On the evening of September 23, 1985, the defendant, armed with a shotgun, rifle, and hunting knife, proceeded to the home of his former wife and fired numerous shots through the windows and doors of the premises. One of these shots struck his former wife, wounding her in the leg and buttocks. On appeal the defendant contends, inter alia, that he was denied the effective assistance of counsel in defending himself against a charge of attempted murder in the second degree stemming from the shooting of his wife based upon his attorney's reliance on a lack of intent rather than an extreme emotional disturbance defense. We disagree.
It is well settled that a reviewing court must look at the totality of the evidence as to the circumstances of a particular case and to applicable law in determining whether a defendant has been provided with the effective assistance of counsel, and must "`avoid both confusing true ineffectiveness * * * with mere losing tactics and according undue significance to retrospective analysis'" (People v. Satterfield, 66 N.Y.2d 796, 798; People v Baldi, 54 N.Y.2d 137; People v. Sanchez, 148 A.D.2d 760). The courts will not "second-guess whether a course chosen by [a] defendant's counsel was the best trial strategy, or even a good one, so long as defendant was afforded meaningful representation" (People v. Satterfield, supra, at 799-800). Upon our review of the record, we conclude that the defendant was afforded meaningful representation by a well-prepared attorney who pursued a reasonable trial strategy which resulted in the acquittal of the defendant on other charges including four counts of attempted murder in the first degree. The record further indicates that trial counsel's decision not to pursue the defense of extreme emotional disturbance constituted legitimate trial strategy (see, People v. Sanchez, supra; People v. Harris, 109 A.D.2d 351, 361-362), particularly in light of the psychiatric evaluation prepared at counsel's request that opined that the defendant was not suffering from extreme emotional disturbance at the time of the shooting (see, People v. Harris, supra).

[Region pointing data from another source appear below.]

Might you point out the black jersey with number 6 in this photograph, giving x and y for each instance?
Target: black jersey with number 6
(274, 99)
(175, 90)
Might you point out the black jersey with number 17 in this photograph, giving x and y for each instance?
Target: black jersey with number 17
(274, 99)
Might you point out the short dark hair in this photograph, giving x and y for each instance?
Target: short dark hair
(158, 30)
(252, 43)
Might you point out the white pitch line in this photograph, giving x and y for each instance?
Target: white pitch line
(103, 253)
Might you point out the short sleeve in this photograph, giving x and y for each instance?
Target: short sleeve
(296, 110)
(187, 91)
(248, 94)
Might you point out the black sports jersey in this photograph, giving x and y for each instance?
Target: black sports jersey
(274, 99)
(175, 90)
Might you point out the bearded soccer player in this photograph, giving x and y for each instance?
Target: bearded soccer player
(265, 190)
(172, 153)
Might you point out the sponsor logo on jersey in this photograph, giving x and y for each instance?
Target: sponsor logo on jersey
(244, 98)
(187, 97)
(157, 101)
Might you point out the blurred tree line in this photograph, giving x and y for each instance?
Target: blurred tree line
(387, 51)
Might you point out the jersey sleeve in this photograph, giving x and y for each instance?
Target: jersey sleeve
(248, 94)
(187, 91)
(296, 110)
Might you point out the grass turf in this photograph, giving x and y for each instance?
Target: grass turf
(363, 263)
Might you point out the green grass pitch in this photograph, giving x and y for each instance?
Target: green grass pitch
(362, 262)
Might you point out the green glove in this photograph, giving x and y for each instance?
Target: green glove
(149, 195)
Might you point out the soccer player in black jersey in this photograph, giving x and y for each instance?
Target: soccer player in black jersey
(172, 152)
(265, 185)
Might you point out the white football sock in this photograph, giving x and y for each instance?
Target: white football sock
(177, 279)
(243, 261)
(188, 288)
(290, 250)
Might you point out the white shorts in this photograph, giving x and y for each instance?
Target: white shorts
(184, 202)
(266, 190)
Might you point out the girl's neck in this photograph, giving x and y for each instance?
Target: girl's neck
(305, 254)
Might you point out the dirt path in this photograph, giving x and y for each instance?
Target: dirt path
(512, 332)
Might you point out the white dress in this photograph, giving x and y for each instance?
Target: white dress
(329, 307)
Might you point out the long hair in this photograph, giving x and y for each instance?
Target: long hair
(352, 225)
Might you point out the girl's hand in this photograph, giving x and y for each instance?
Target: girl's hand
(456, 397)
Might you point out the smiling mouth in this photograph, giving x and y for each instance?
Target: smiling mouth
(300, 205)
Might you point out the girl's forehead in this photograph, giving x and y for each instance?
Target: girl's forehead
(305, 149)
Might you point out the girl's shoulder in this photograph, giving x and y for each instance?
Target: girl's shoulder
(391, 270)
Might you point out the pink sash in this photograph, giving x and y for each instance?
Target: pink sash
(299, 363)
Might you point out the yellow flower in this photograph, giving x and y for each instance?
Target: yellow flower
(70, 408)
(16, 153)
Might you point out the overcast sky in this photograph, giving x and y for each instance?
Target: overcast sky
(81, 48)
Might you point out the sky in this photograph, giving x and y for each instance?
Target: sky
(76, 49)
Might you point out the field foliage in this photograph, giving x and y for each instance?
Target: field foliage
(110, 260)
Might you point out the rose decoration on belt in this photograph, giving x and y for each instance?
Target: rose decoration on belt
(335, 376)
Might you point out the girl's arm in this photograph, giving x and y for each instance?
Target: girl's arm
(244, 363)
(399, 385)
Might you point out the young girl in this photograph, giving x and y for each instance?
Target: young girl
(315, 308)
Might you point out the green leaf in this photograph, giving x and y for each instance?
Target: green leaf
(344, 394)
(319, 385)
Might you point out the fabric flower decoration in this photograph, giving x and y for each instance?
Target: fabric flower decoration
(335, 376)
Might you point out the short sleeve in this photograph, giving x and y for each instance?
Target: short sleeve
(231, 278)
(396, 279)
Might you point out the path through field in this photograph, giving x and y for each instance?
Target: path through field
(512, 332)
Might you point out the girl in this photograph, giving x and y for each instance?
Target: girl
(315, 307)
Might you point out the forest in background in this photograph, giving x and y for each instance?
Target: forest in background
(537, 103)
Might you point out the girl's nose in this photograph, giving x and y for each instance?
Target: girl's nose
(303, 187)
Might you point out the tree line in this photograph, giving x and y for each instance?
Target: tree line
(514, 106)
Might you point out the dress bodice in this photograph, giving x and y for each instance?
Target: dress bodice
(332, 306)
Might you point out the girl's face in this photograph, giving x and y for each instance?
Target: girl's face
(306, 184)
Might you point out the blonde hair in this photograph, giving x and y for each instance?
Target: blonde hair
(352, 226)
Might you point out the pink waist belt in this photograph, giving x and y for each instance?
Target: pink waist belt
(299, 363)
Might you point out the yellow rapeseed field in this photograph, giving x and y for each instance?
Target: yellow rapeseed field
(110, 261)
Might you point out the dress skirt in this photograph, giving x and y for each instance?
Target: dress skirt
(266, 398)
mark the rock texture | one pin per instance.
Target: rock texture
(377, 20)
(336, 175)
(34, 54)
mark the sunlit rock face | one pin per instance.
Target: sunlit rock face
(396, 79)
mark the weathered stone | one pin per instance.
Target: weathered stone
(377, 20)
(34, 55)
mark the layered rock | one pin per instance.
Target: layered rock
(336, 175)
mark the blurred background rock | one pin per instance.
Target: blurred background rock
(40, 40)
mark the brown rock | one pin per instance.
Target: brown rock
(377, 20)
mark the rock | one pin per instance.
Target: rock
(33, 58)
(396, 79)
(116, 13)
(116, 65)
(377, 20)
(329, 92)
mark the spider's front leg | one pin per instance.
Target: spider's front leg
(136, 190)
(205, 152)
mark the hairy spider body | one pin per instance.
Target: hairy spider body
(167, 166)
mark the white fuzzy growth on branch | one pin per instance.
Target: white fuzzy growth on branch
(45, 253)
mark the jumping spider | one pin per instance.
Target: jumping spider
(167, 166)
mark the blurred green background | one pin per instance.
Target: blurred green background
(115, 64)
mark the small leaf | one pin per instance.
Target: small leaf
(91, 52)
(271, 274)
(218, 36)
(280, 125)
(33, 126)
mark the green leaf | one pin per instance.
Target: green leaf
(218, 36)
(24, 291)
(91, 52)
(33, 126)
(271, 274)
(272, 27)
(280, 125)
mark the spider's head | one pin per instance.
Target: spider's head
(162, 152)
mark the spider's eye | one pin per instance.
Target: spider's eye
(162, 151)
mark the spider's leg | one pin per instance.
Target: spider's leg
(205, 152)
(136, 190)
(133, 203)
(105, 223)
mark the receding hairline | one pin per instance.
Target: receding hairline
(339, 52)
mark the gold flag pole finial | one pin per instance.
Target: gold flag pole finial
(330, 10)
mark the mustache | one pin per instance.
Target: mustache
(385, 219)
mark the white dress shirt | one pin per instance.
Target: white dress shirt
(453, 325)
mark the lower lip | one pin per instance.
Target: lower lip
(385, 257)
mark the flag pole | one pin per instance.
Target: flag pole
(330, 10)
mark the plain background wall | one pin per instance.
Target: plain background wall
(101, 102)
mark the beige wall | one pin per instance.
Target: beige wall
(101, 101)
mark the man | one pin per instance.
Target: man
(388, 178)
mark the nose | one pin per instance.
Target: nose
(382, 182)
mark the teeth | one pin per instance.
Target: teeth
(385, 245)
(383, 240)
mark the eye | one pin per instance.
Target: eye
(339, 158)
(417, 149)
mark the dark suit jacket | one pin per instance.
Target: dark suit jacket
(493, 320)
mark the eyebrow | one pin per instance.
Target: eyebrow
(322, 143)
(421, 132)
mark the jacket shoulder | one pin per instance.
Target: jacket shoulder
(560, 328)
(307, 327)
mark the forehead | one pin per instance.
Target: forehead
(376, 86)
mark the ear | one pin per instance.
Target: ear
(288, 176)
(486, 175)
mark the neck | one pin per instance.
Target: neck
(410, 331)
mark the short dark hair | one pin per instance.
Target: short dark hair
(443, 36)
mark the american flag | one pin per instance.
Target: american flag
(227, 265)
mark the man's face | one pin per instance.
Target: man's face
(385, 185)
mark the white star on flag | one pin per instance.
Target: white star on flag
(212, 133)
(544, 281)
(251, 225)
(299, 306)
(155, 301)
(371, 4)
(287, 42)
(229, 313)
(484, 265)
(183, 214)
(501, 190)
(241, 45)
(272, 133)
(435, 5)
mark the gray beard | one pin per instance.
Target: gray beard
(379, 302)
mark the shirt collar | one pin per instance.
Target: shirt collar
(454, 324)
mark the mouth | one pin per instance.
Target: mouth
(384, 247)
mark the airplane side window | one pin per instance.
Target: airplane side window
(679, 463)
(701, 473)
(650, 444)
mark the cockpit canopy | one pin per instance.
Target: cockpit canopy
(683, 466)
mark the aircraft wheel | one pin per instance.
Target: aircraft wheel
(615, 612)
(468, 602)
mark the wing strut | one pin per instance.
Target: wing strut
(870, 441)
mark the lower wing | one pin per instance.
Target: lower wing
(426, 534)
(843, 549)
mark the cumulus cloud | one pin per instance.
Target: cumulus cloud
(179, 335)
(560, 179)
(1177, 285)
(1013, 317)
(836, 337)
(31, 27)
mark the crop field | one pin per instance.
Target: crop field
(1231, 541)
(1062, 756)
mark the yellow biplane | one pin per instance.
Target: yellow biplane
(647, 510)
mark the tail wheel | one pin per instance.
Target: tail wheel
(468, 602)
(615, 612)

Further, contrary to the defendant's contention, the evidence adduced at trial which established that he fired a shot from his rifle at four police officers who responded to the scene of the shooting, viewed in the light most favorable to the People, was legally sufficient to support the defendant's conviction of four counts of attempted assault in the first degree and one count of reckless endangerment in the first degree (see, People v Contes, 60 N.Y.2d 620, 621; see also, People v. Coello, 111 A.D.2d 866; People v. Rodriguez, 121 A.D.2d 409). Moreover, upon the exercise of our factual review power, we are satisfied that the verdict was not against the weight of the evidence (see, CPL 470.15).
The defendant's contention that the trial court's verdict was repugnant is unpreserved for appellate review (see, People v Alfaro, 66 N.Y.2d 985; People v. Hillmon, 154 A.D.2d 887; People v Baldwin, 130 A.D.2d 666) and we decline to reach it in the exercise of our interest of justice jurisdiction.
We have examined the defendant's remaining contentions, including his allegation that the sentence imposed was excessive, and find that they are either unpreserved for appellate review or are without merit. Bracken, J.P., Lawrence, Harwood and Balletta, JJ., concur.